Commissioner of Public Lands Hilary Franz released the following statement after the ruling:“Thank you to Judge Murphy for upholding the right of the Department of Natural Resources to hold accountable a company that failed to operate safely and comply with the terms of its lease. My duty is to ensure that no company endangers the health of Washington’s waters, which support our culture, economy, and native salmon and orcas. It is a privilege, not a right, to do business on public waters, and I will always enforce the high-standards we have for lessees. I again call on Cooke Aquaculture to drop its baseless lawsuits.”
Background – Port Angeles
In December of 2017, DNR terminated Cooke’s Port Angeles lease due to Cooke operating in an unauthorized area and failing to maintain the facility in a safe condition. Cooke challenged that termination in the superior court.

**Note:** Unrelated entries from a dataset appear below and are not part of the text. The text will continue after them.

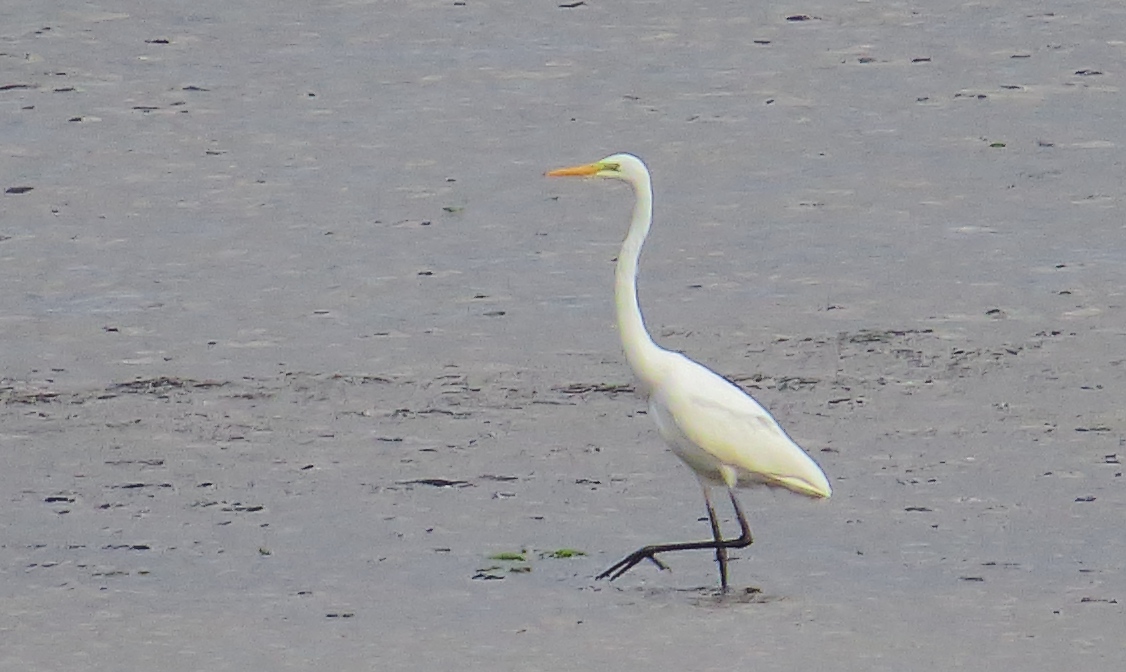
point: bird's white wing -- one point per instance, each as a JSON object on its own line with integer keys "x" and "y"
{"x": 722, "y": 421}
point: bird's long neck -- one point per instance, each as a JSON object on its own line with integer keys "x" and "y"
{"x": 641, "y": 351}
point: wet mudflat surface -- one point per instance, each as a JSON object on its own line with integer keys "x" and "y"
{"x": 304, "y": 363}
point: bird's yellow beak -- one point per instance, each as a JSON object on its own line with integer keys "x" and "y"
{"x": 582, "y": 171}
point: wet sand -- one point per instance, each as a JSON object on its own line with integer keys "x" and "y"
{"x": 296, "y": 336}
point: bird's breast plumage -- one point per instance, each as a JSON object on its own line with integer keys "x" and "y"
{"x": 720, "y": 430}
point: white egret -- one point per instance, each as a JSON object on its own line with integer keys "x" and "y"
{"x": 713, "y": 426}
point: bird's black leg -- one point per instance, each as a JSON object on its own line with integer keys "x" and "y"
{"x": 717, "y": 544}
{"x": 721, "y": 550}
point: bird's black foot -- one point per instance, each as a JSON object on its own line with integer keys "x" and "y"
{"x": 629, "y": 561}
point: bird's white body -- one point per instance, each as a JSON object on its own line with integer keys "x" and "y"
{"x": 726, "y": 437}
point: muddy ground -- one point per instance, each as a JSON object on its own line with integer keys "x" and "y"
{"x": 304, "y": 363}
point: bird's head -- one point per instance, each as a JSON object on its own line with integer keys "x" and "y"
{"x": 620, "y": 167}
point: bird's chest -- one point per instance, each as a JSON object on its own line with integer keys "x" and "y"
{"x": 703, "y": 463}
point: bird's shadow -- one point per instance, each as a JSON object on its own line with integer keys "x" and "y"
{"x": 711, "y": 597}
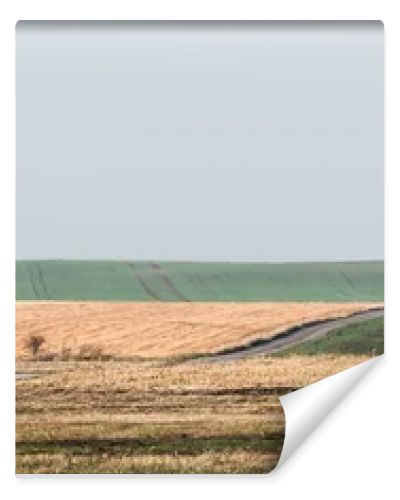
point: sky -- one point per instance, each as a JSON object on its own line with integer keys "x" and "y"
{"x": 238, "y": 141}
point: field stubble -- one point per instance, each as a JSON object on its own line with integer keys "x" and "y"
{"x": 151, "y": 416}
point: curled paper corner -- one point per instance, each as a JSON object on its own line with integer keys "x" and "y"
{"x": 308, "y": 407}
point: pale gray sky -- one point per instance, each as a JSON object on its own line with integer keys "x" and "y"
{"x": 200, "y": 141}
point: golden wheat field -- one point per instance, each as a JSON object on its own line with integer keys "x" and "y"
{"x": 163, "y": 329}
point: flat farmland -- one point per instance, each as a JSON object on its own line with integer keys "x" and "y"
{"x": 163, "y": 329}
{"x": 199, "y": 281}
{"x": 153, "y": 416}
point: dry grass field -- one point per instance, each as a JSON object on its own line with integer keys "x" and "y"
{"x": 163, "y": 329}
{"x": 159, "y": 416}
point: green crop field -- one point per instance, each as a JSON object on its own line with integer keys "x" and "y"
{"x": 198, "y": 281}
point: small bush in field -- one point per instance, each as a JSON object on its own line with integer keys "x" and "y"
{"x": 34, "y": 342}
{"x": 90, "y": 351}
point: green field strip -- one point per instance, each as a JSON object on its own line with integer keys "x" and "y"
{"x": 200, "y": 281}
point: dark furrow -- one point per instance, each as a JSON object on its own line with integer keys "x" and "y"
{"x": 143, "y": 283}
{"x": 32, "y": 280}
{"x": 311, "y": 329}
{"x": 168, "y": 282}
{"x": 41, "y": 281}
{"x": 347, "y": 278}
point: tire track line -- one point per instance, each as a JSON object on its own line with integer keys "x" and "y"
{"x": 42, "y": 282}
{"x": 168, "y": 282}
{"x": 33, "y": 284}
{"x": 143, "y": 283}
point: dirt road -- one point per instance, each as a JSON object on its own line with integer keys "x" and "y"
{"x": 289, "y": 337}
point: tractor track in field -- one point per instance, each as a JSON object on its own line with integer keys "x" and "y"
{"x": 289, "y": 337}
{"x": 167, "y": 281}
{"x": 143, "y": 283}
{"x": 42, "y": 282}
{"x": 33, "y": 284}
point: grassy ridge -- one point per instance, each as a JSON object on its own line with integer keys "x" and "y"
{"x": 365, "y": 337}
{"x": 199, "y": 282}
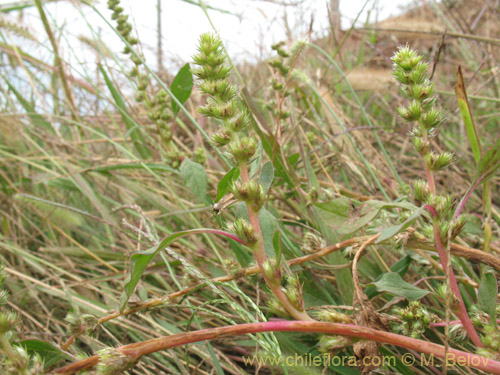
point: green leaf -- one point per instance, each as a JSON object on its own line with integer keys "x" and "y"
{"x": 195, "y": 177}
{"x": 225, "y": 183}
{"x": 369, "y": 211}
{"x": 334, "y": 213}
{"x": 182, "y": 85}
{"x": 139, "y": 262}
{"x": 401, "y": 266}
{"x": 392, "y": 231}
{"x": 488, "y": 291}
{"x": 50, "y": 354}
{"x": 392, "y": 282}
{"x": 489, "y": 163}
{"x": 267, "y": 176}
{"x": 269, "y": 226}
{"x": 463, "y": 104}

Cooke has 30 days to appeal Judge Murphy’s ruling. A copy of the ruling is available here.
Background – Cypress Island
In August of 2017, a net pen at Cooke’s Cypress Island fish farm collapsed, releasing hundreds of thousands of Atlantic salmon into Puget Sound. As a result, DNR terminated that lease. Cooke’s appeal of the Cypress Island termination is still pending in the superior court.
Cooke has filed additional lawsuits related to both the Cypress Island and Port Angeles lease terminations seeking damages for alleged breach of contract and due process violations under 42 U.S.C. § 1983. Those lawsuits are still pending in the superior court.